Fragt man einen Tischler nach seinem Beruf, gerät er unweigerlich ins Schwärmen. Achim Culmann ist da keine Ausnahme. „Wir fertigen etwas, das sehr lange hält, und das hat etwas sehr, sehr Schönes“, sagt der Obermeister der Tischler-Innung Bergisches Land. Und dann sei da natürlich der Werkstoff: Holz bietet von Schneeweiß bis Schwarz jede Farbe, es kann eisenhart sein oder butterweich, man kann damit Kultur und Kunst ausdrücken oder etwas ganz Praktisches herstellen.

Zudem ist Holz ein Werkstoff, zu dem der Mensch eine ursprüngliche Beziehung hat. „Holz ist ein Stück Natur, das die Spuren des Lebendigen in sich trägt“, heißt es auf der Website  http://www.tischler.de/ des Bundesverbandes des holz- und kunststoffverarbeitenden Handwerks. Das habe sich wohl auch auf das Tischlerhandwerk übertragen, denn es sei ein lebendiges Handwerk, das sich den sich ändernden Anforderungen und Entwicklungen stets erfolgreich gestellt habe. So würden inzwischen viele neue Materialien, wie beispielsweise Kunststoffe, Metalle und auch Glas, als bedeutende Werkstoffe im Tischlerhandwerk genutzt.

Geänderthaben sich auch die Arbeitsverfahren und die Technik. Zahlreiche Arbeiten, die noch vor wenigen Jahrzenten von Hand ausgeführt wurden, werden heute von modernen Maschinen übernommen. Das Berufsbild des Tischlers habe sich gewandelt, schreibt der Bundesverband. Geblieben jedoch sei der Ehrgeiz, gut gestaltete sowie material- und umweltgerecht verarbeitete Produkte zu schaffen, und das auf der Basis des Erfahrungsschatzes eines traditionsreichen Handwerks.

In der Schreinerei sei zudem das interdisziplinäre Umfeld viel größer als bei vielen anderen Gewerken, ergänzt Obermeister Culmann. Der Tischler muss sich auch mit Stein, Erde oder dem Wetter beschäftigen, um nur einige Bereiche zu nennen. „Wir müssen ganz viele Dinge ins Kalkül ziehen, wenn wir eine Konstruktion für ein wie auch immer geartetes Produkt aufbauen – da wird uns eine ganze Menge abverlangt“, bekräftigt Culmann.

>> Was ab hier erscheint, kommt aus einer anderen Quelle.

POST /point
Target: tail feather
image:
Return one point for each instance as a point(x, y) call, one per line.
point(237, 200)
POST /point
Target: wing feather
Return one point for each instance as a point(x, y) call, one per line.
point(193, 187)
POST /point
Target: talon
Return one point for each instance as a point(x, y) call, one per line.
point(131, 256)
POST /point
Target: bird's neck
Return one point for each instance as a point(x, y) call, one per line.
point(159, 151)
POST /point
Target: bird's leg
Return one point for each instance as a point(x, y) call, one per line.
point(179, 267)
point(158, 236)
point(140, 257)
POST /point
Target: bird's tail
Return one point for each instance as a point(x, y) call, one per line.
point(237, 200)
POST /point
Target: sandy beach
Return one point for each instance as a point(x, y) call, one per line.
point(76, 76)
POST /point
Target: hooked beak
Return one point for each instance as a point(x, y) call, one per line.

Er nennt ein Beispiel: Ein Kunde, der gerade für den Wert eines gut ausgestatteten Mittelklassewagens seine Inneneinrichtung erneuert hat, bittet den Tischler zum Schluss des Auftrags, für seinen kleinen Hund eine ganz einfache Hundehütte zu fertigen. Culmann: „Die kann ich nicht mal eben aus Spanplatten bauen. Wenn die Hütte im Regen steht und am Ende zusammenfällt und den Mops beerdigt, haben wir ein Problem. Darüber muss ich mir Gedanken machen.“

Als Meister-Handwerk im ursprünglichen Sinne sei die Tischlerei eine hohe Disziplin. Umso bedauerlicher findet es Culmann, dass die neue Meisterprüfung in seinem Gewerk „das Handwerk in den Hintergrund drängt und den Verkauf in den Vordergrund rückt“, wie er es formuliert. Auf den ersten Blick gehe es um Kundenzufriedenheit, die inzwischen sogar genormt sei. Aber was verbirgt sich dahinter? Der Obermeister: „Das hat nichts mehr mit Handwerk zu tun, sondern mit der Frage, ob dem Kunden etwas gut verkauft wurde. Wenn ich an der Kasse im Supermarkt stehe, fragt mich die Verkäuferin, ob ich mit meinem Einkauf zufrieden war. Im Grunde ist es vollkommen egal, was ich darauf antworte, denn es interessiert eigentlich niemanden. Die Kundenzufriedenheits-Norm ist auf jeden Fall erfüllt, denn die besagt nur, dass die Frage gestellt werden muss.“

Es könne doch nicht sein, dass jemand eine Meisterprüfung im Handwerk bestehe, obwohl er in der Arbeitsprobe durchgefallen sei, klagt Achim Culmann, denn: „Das ist doch das einzige Regulativ, an dem wir ablesen können, ob er überhaupt hobeln kann.“ Für ihn sind diese Entwicklungen mit dem Grundgedanken von Tradition und Handwerk nicht mehr vereinbar. Nicht von ungefähr kämen Millionen Touristen nach Köln, um sich dort Meisterstücke anzusehen. Die Museen stellten ebenfalls Meisterstücke aus früheren Zeiten aus. Heute hingegen sei leider das Geldverdienen und Umsatzmachen immer wichtiger geworden. „Dabei ist es doch ein Wert an sich, wenn ich sägen, fräsen und selber etwas fertigen darf“, sagt er.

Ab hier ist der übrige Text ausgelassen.